Matías Grande

Personal information
- Full name: Matías Damián Grande Kalionchiz
- Born: 26 April 2004 (age 22) Guanajuato, Mexico

Sport
- Sport: Archery
- Event: Recurve

Medal record
Men's recurve archery
Representing Mexico
Pan American Championships
| Gold medal – first place | 2022 Santiago | Team |
| Gold medal – first place | 2022 Santiago | Mixed team |
| Gold medal – first place | 2024 Medellín | Individual |
| Gold medal – first place | 2026 Tlaxcala | Mixed team |
| Silver medal – second place | 2024 Medellín | Mixed team |
| Bronze medal – third place | 2022 Santiago | Individual |
| Bronze medal – third place | 2026 Tlaxcala | Individual |
Pan American Games
| Silver medal – second place | 2023 Santiago | Individual |
| Silver medal – second place | 2023 Santiago | Team |
| Bronze medal – third place | 2023 Santiago | Mixed team |
Central American and Caribbean Games
| Gold medal – first place | 2023 San Salvador | Team |
| Gold medal – first place | 2023 San Salvador | Mixed team |
| Gold medal – first place | 2026 Santo Domingo | Individual |
| Gold medal – first place | 2026 Santo Domingo | Team |
| Gold medal – first place | 2026 Santo Domingo | Mixed team |

= Matías Grande =

Mexican archer (born 2004)

Matías Damián Grande Kalionchiz (born 26 April 2004) is a Mexican archer competing in men's recurve events. He is a four-time Pan American Championships gold medalist. He represented Mexico at the 2024 Summer Olympics.

==Career==
In July 2023, Grande competed at the 2023 Central American and Caribbean Games in archery and won gold medals in the team event, and mixed team event, along with Alejandra Valencia. In November 2023, he competed at the 2023 Pan American Games and won silver medals in the individual and team events, and a bronze medal in the mixed team event, along with Valencia. With the win, he earned an Olympic quota spot for Mexico. In June 2024, he was selected to represent Mexico at the 2024 Summer Olympics. He was eliminated in the round of 16 during the individual event.

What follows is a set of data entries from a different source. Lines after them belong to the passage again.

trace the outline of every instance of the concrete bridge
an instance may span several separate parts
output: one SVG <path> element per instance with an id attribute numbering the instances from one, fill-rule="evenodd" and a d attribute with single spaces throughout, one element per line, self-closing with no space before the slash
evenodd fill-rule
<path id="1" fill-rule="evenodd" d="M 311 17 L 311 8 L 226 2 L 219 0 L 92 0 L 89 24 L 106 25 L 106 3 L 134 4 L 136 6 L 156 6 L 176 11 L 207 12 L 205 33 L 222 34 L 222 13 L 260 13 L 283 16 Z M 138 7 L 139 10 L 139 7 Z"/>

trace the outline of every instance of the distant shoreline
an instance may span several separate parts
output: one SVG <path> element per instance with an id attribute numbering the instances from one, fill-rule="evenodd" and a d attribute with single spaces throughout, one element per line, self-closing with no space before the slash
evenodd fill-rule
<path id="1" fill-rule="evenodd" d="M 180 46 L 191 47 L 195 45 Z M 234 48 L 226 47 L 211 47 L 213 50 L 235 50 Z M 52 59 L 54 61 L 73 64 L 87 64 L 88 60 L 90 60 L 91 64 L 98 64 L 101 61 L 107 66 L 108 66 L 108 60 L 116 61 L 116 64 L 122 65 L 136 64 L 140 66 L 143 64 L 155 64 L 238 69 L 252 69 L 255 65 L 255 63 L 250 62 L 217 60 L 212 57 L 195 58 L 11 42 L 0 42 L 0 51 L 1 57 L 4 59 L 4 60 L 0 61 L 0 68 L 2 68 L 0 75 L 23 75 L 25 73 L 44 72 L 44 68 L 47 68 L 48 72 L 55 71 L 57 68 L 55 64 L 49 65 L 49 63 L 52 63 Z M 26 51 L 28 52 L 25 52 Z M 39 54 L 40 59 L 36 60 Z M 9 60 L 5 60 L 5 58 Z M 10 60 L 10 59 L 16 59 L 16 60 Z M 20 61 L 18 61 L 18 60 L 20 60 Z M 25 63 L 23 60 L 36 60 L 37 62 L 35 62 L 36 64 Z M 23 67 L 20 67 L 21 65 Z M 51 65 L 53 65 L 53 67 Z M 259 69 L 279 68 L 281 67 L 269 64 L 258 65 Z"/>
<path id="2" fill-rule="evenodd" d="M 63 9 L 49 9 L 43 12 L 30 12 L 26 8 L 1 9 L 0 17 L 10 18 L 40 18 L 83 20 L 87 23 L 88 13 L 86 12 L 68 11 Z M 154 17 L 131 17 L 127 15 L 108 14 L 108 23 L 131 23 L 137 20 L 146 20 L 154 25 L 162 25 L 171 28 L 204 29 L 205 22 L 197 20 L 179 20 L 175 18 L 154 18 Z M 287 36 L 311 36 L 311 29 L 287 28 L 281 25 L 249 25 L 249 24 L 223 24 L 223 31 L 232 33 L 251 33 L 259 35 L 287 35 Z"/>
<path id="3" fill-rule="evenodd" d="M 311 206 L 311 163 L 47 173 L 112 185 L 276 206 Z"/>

In September 2025, he competed at the 2025 World Archery Championships and advanced to the quarterfinals of the individual event, before losing to eventual gold medalist Andrés Temiño.

In June 2026, he competed at the 2026 Pan American Archery Championships and won a gold medal in the mixed team event, along with Valencia. With the win, Mexico qualified for the 2027 Pan American Games. He also won a bronze medal in the individual event. In July 2026, he competed at the 2026 Central American and Caribbean Games and won gold medals in the individual, team and mixed team events.